Effects of a methamphetamine vaccine, IXT-v100, on methamphetamine-related behaviors

  • Courtney M KellerEmail author
  • Allyson L Spence
  • Misty W Stevens
  • S. Michael Owens
  • Glenn F Guerin
  • Nicholas E Goeders
Original Investigation



Vaccines have been developed as a potential treatment for methamphetamine (meth) use disorder (MUD). Immunization with the meth vaccine IXT-v100 has previously been shown to elicit antibodies with high affinity for meth and thus may be an effective treatment for MUD.


These studies were designed to determine the efficacy of IXT-v100 on meth-taking and meth-seeking behaviors in rats.


In the acquisition and maintenance study, male and female rats were trained to self-administer meth (0.06 mg/kg/infusion) over an 8-week period following vaccination. In the last 4 weeks, the dose of meth was increased or decreased each week.

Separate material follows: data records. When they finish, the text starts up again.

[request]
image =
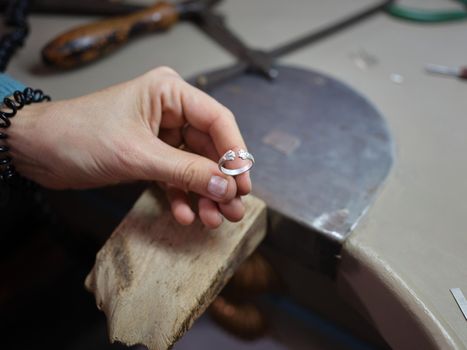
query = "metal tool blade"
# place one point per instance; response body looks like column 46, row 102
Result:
column 210, row 79
column 213, row 25
column 322, row 150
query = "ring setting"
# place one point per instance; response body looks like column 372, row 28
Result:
column 230, row 155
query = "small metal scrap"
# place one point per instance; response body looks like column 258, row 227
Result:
column 460, row 300
column 397, row 78
column 363, row 59
column 459, row 72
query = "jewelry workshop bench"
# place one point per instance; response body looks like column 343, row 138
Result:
column 154, row 277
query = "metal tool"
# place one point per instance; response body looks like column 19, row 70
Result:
column 459, row 72
column 262, row 61
column 322, row 152
column 90, row 42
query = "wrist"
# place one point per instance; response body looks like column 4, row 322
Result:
column 11, row 138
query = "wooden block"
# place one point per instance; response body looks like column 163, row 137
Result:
column 154, row 277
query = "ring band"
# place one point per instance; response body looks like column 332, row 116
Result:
column 230, row 156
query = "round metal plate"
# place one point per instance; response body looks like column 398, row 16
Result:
column 321, row 149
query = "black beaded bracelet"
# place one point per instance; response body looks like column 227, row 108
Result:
column 14, row 103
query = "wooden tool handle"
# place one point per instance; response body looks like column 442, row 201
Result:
column 90, row 42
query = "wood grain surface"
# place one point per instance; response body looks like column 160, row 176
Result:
column 154, row 277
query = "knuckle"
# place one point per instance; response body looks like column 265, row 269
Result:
column 186, row 174
column 165, row 70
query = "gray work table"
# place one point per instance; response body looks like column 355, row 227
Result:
column 410, row 248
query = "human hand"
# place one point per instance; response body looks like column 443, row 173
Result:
column 133, row 131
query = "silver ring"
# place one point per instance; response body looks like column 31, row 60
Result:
column 230, row 156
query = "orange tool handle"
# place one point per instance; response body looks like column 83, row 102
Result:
column 90, row 42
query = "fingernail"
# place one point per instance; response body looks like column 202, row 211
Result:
column 217, row 186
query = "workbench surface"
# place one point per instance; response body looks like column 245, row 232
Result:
column 410, row 248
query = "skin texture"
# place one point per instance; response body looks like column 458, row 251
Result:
column 156, row 127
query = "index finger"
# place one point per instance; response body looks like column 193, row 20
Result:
column 209, row 116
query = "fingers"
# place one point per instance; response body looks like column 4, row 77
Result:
column 186, row 170
column 173, row 137
column 202, row 143
column 179, row 204
column 209, row 213
column 234, row 210
column 182, row 103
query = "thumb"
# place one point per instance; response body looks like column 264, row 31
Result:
column 191, row 172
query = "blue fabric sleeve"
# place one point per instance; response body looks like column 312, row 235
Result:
column 8, row 85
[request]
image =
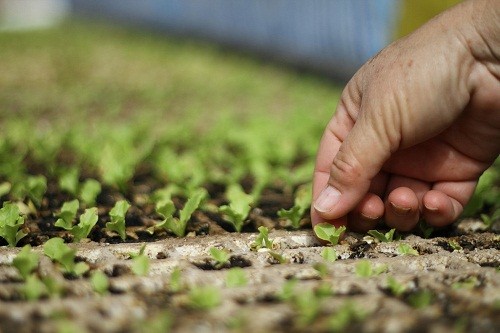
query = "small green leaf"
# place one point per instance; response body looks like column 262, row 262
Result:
column 26, row 261
column 117, row 215
column 329, row 232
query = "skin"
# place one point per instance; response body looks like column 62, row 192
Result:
column 415, row 127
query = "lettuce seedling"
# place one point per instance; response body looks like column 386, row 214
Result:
column 329, row 232
column 10, row 223
column 178, row 225
column 87, row 221
column 302, row 203
column 239, row 206
column 236, row 277
column 204, row 298
column 262, row 240
column 385, row 238
column 67, row 214
column 26, row 261
column 405, row 249
column 140, row 262
column 99, row 282
column 117, row 215
column 61, row 253
column 89, row 192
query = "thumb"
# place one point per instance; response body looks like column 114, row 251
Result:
column 359, row 159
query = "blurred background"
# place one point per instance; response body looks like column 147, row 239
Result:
column 331, row 36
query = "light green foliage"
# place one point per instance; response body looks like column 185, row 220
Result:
column 387, row 237
column 26, row 261
column 99, row 282
column 329, row 232
column 89, row 192
column 236, row 277
column 329, row 254
column 303, row 197
column 396, row 288
column 117, row 215
column 87, row 221
column 420, row 299
column 67, row 214
column 239, row 206
column 262, row 240
column 405, row 249
column 364, row 268
column 140, row 262
column 56, row 250
column 204, row 297
column 346, row 315
column 221, row 257
column 10, row 223
column 166, row 209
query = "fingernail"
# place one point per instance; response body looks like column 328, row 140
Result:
column 402, row 211
column 327, row 199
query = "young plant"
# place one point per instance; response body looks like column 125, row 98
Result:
column 99, row 282
column 26, row 261
column 221, row 257
column 117, row 215
column 387, row 237
column 302, row 203
column 87, row 221
column 67, row 214
column 204, row 298
column 61, row 253
column 329, row 232
column 236, row 277
column 262, row 240
column 10, row 223
column 89, row 192
column 329, row 254
column 405, row 249
column 178, row 225
column 140, row 262
column 239, row 206
column 364, row 268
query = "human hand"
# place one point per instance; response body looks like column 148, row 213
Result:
column 415, row 127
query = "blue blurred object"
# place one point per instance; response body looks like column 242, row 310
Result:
column 336, row 36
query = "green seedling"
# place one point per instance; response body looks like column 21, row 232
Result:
column 89, row 191
column 61, row 253
column 87, row 221
column 329, row 254
column 221, row 257
column 302, row 203
column 117, row 215
column 10, row 223
column 26, row 261
column 387, row 237
column 346, row 315
column 178, row 225
column 420, row 299
column 329, row 232
column 236, row 277
column 239, row 206
column 140, row 262
column 405, row 250
column 262, row 240
column 396, row 288
column 204, row 298
column 67, row 214
column 364, row 268
column 99, row 282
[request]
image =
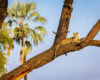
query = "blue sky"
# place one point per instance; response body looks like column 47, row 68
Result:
column 78, row 65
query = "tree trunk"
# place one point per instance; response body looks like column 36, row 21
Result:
column 3, row 11
column 23, row 53
column 48, row 55
column 64, row 21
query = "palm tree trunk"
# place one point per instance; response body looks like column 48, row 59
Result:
column 23, row 52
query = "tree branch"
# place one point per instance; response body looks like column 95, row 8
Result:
column 3, row 11
column 64, row 21
column 91, row 34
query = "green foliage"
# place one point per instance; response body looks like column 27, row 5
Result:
column 5, row 39
column 21, row 13
column 3, row 62
column 41, row 19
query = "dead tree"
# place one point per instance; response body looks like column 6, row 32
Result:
column 48, row 55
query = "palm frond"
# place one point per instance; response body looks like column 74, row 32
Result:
column 4, row 25
column 41, row 19
column 3, row 62
column 28, row 47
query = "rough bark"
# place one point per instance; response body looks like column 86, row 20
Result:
column 64, row 21
column 48, row 55
column 3, row 11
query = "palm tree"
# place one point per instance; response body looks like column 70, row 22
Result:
column 21, row 14
column 5, row 43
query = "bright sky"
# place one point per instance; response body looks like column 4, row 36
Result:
column 79, row 65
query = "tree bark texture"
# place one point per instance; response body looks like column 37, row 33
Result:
column 48, row 55
column 3, row 11
column 64, row 21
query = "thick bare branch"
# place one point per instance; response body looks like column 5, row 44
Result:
column 91, row 34
column 3, row 11
column 64, row 21
column 95, row 43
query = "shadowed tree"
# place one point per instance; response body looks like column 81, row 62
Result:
column 5, row 43
column 48, row 55
column 21, row 14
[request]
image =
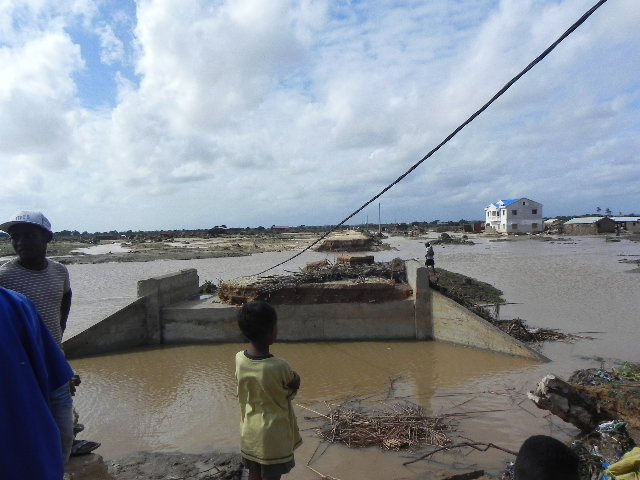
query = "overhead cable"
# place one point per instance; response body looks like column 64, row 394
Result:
column 539, row 58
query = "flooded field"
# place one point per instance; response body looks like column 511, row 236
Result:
column 182, row 398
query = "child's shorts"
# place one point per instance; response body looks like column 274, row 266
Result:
column 269, row 471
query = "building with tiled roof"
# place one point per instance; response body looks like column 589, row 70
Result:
column 515, row 215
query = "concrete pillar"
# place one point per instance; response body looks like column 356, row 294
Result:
column 418, row 278
column 150, row 290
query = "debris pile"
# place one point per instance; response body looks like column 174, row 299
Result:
column 350, row 241
column 396, row 428
column 347, row 280
column 519, row 330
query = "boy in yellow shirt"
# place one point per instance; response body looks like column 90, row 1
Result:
column 266, row 385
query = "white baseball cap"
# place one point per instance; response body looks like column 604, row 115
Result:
column 25, row 216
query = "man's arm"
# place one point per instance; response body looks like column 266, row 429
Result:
column 65, row 308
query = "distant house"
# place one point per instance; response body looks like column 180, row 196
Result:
column 589, row 226
column 628, row 224
column 516, row 215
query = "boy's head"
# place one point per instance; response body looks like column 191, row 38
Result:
column 543, row 457
column 257, row 321
column 30, row 233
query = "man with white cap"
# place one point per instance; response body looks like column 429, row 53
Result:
column 46, row 283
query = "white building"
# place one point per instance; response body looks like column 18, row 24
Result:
column 516, row 215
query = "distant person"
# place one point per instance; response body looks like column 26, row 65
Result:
column 33, row 368
column 543, row 457
column 429, row 257
column 46, row 284
column 266, row 385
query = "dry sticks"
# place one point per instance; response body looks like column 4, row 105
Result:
column 393, row 429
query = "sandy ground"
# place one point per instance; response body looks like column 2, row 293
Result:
column 179, row 249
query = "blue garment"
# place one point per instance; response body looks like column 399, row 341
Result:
column 32, row 368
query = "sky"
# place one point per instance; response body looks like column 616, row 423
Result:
column 165, row 114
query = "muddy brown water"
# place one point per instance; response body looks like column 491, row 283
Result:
column 182, row 397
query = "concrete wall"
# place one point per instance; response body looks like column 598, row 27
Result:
column 455, row 324
column 139, row 323
column 127, row 328
column 166, row 312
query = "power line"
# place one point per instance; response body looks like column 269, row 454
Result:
column 537, row 60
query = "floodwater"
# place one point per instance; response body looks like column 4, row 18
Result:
column 182, row 397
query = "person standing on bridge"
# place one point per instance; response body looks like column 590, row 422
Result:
column 429, row 260
column 46, row 283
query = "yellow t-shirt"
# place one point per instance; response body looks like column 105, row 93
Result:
column 268, row 427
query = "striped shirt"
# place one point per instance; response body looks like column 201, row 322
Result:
column 45, row 288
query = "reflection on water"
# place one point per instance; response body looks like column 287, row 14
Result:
column 183, row 398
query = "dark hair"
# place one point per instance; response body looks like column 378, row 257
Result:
column 256, row 320
column 543, row 457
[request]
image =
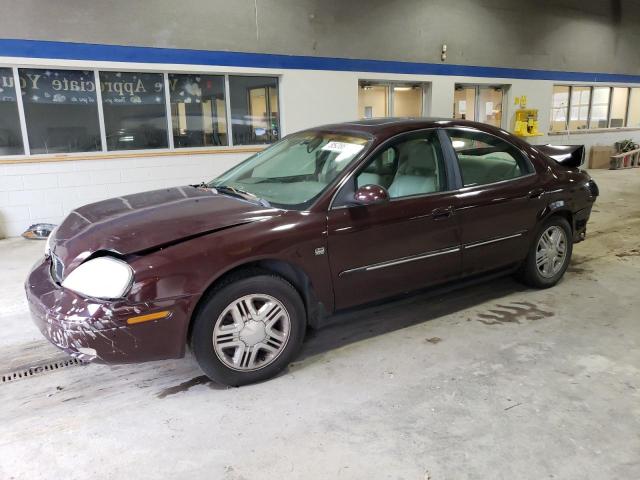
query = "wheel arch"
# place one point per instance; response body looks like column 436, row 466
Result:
column 558, row 209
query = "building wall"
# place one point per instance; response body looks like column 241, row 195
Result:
column 552, row 36
column 570, row 35
column 46, row 191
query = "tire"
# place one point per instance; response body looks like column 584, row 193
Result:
column 248, row 329
column 551, row 271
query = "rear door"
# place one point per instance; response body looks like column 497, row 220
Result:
column 406, row 243
column 499, row 201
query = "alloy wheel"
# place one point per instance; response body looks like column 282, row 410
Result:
column 251, row 332
column 551, row 251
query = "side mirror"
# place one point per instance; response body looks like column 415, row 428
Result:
column 370, row 194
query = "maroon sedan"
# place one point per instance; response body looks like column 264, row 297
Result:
column 324, row 220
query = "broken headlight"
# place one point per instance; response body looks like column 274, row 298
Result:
column 102, row 277
column 47, row 245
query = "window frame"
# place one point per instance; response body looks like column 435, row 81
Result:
column 590, row 129
column 28, row 157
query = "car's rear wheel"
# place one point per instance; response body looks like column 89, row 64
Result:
column 248, row 330
column 550, row 254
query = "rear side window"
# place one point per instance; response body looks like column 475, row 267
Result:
column 485, row 159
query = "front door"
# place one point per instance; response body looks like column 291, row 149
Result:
column 409, row 242
column 499, row 202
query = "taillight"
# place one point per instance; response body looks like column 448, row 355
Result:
column 594, row 191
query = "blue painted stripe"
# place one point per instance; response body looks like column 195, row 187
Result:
column 118, row 53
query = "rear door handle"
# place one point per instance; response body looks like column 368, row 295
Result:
column 536, row 193
column 442, row 213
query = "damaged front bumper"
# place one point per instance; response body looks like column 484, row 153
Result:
column 92, row 329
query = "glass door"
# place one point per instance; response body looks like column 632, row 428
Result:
column 392, row 99
column 480, row 103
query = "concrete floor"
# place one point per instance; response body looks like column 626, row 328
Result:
column 491, row 382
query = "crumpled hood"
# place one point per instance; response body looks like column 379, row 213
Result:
column 147, row 220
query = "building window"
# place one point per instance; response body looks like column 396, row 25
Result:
column 10, row 135
column 135, row 115
column 599, row 117
column 633, row 117
column 60, row 110
column 377, row 100
column 579, row 114
column 479, row 103
column 594, row 107
column 254, row 110
column 559, row 108
column 198, row 110
column 619, row 100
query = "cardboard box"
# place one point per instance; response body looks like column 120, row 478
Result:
column 600, row 156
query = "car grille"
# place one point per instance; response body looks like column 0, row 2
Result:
column 57, row 268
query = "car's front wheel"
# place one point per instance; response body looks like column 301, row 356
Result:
column 248, row 330
column 549, row 255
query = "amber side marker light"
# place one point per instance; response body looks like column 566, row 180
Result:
column 148, row 317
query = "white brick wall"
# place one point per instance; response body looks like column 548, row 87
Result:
column 47, row 192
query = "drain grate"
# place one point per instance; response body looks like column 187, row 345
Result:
column 39, row 369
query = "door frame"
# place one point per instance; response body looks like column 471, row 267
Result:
column 425, row 90
column 477, row 86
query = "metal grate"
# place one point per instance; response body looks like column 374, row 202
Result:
column 38, row 369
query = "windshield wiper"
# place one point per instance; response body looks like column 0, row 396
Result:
column 229, row 190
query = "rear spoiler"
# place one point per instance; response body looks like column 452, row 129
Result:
column 567, row 155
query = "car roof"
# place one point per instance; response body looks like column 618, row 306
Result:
column 383, row 128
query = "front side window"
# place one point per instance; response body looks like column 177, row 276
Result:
column 60, row 110
column 254, row 110
column 294, row 171
column 10, row 135
column 135, row 114
column 485, row 159
column 413, row 166
column 198, row 110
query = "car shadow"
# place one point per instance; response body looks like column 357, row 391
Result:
column 364, row 323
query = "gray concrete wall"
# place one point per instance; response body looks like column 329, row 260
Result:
column 573, row 35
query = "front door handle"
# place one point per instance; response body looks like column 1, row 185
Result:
column 442, row 213
column 536, row 193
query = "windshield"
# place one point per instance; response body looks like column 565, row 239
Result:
column 294, row 171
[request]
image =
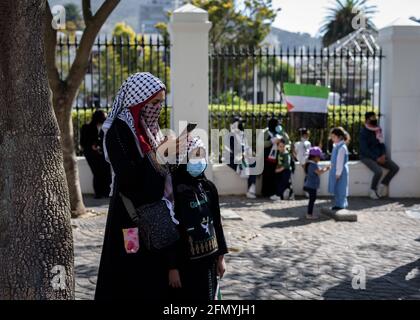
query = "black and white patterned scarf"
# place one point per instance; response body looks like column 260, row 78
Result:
column 136, row 89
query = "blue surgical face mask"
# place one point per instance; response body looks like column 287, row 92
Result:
column 195, row 167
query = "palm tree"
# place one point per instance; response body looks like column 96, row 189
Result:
column 339, row 21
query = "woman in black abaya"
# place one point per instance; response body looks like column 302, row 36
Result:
column 132, row 135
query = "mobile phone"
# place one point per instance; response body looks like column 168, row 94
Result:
column 191, row 126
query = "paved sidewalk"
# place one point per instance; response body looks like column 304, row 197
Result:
column 277, row 254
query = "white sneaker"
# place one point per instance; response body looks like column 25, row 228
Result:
column 374, row 195
column 383, row 190
column 251, row 195
column 275, row 197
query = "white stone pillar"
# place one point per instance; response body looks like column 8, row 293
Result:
column 189, row 29
column 400, row 103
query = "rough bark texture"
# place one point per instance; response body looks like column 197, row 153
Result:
column 35, row 229
column 65, row 90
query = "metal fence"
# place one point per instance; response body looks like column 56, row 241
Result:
column 248, row 83
column 242, row 82
column 112, row 60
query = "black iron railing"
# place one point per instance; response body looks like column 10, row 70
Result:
column 248, row 83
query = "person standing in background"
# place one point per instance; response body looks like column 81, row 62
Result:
column 338, row 183
column 373, row 155
column 91, row 141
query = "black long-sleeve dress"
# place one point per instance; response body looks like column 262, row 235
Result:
column 141, row 275
column 198, row 277
column 89, row 137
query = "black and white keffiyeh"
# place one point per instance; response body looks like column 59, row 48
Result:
column 136, row 89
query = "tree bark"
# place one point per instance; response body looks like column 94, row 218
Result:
column 65, row 90
column 36, row 244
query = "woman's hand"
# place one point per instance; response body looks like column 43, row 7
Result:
column 174, row 278
column 279, row 170
column 172, row 146
column 221, row 266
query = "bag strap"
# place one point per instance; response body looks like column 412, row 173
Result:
column 131, row 210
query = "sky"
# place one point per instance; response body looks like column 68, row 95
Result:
column 307, row 15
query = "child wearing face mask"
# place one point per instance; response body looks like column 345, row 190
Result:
column 302, row 147
column 312, row 180
column 338, row 182
column 202, row 246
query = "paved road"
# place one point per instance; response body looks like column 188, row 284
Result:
column 277, row 254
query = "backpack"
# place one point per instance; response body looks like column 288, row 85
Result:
column 193, row 208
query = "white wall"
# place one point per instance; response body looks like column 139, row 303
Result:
column 229, row 183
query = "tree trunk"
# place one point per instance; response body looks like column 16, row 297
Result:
column 62, row 102
column 65, row 90
column 36, row 245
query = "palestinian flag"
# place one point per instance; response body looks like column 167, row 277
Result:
column 307, row 104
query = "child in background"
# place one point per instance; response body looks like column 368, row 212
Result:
column 283, row 170
column 312, row 180
column 202, row 245
column 338, row 183
column 301, row 150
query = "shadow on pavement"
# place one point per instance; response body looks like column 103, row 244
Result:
column 401, row 283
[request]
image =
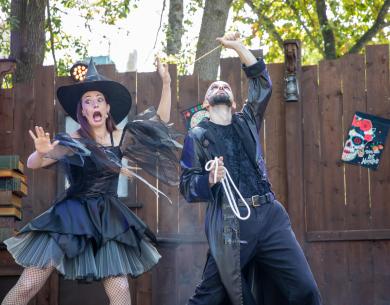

To assess meth-seeking behavior, the meth-primed reactivity model was used. Rats were trained to self-administer meth for 5 weeks, followed by a 5-week or 11-week forced abstinence period during which the animals were vaccinated. Rats were then placed back into the self-administration chamber immediately after being injected with meth (1 mg/kg, i.p.) but did not receive meth during the session. Responses were recorded and used as a measure of meth seeking.


Results from the acquisition and maintenance study in Wistar rats show that vaccination with IXT-v100 adjuvanted with glucopyranosyl lipid A stable emulsion decreases the percentage of animals that will self-administer a moderate level of meth. In the meth-primed reactivity studies, results from males showed that vaccination significantly attenuates meth-seeking behavior.


Together, these results suggest vaccination with IXT-v100 may be effective at decreasing meth-taking and meth-seeking behaviors in humans suffering with MUD.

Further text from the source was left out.